Etik kelimesi kulağa hoş gelen, zaman zaman cümle içerisinde kullanınca bizi farklı gösteren, duruşumuzu değiştiren bir kelimedir. Üzerinde pek kimse tartışamaz. Eğer bir kişi size “Bu yaptığın etik değil” derse bilin ki, tartışmada haklı çıkma ihtimaliniz çok zayıf. Çünkü kelimenin doğasından mı, yoksa anlamından mıdır bilinmez, öyle bir tartışmada “Evet, gayet de etik” diye bir savunma yaptığınızda insanlarda demek bir haltlar yenilmiş algısı oluşuveriyor.
Kavram kargaşası yaşamış olabilirsiniz. Bu kavramı ben uzun zaman insanlarla tartıştım. Özellikle girişimcilik derslerinde girişimci adayları ile saatlerce üzerinde konuşmuşluğumuz vardır.

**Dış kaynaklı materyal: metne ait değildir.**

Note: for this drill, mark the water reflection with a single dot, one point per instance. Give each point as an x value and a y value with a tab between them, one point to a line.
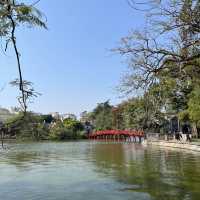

Ben etik kavramını kafamda üçe böldüm.
1. Etik olanlar,
2. Etik olmayanlar,
3. Arada kalanlar
İlk iki kavram toplumumuzun genel kabul gördüğü kavramlar olup üzerinde pek tartışılmaz. Mesela bir bakkala gittiniz, size bilerek ve isteyerek son kullanma tarihi geçmiş bir ürün sattı. Bu yaptığı etik değil. Bunu tartışmayız. Ya da bir manav size 1 liradan aldığı domatesleri 1,25 kuruştan sattı. Bu etiktir, bunu da kabul ederiz. Lakin manav 1 liradan aldığı domatesleri 2 liradan satsa ne olur? Ya da 3 liradan… Diyelim ki 9 liradan sattı, etik mi?
Etikse kime göre, değilse neye göre?
Ne kadar kar edince normal oluyor, kaç katı fahiş?
Şöyle bir örnekle olayı iyice dağıtmak gerekirse:
Bir su satış büfesi düşünelim. Büfemiz havalimanı dış hatlar terminalinin giriş ve çıkış kapısının tam ortasında. İçerisinde sadece su satılıyor. Su satıcımız içeriye girenlere suyu 5 liradan satarken, dışarıya çıkanlara 1 liradan satıyor. Çünkü içeride su 5 lira, dışarıda 1 lira. Soru şöyle ki, bu büfecinin yaptığı etik midir?
Devletin yaptığı etik midir?
Manavın, marketin yaptığı etik midir?
Benim bu yazıyı yazmam etik midir?
Etikse ya da değilse kime göre, ve bunu kim belirledi?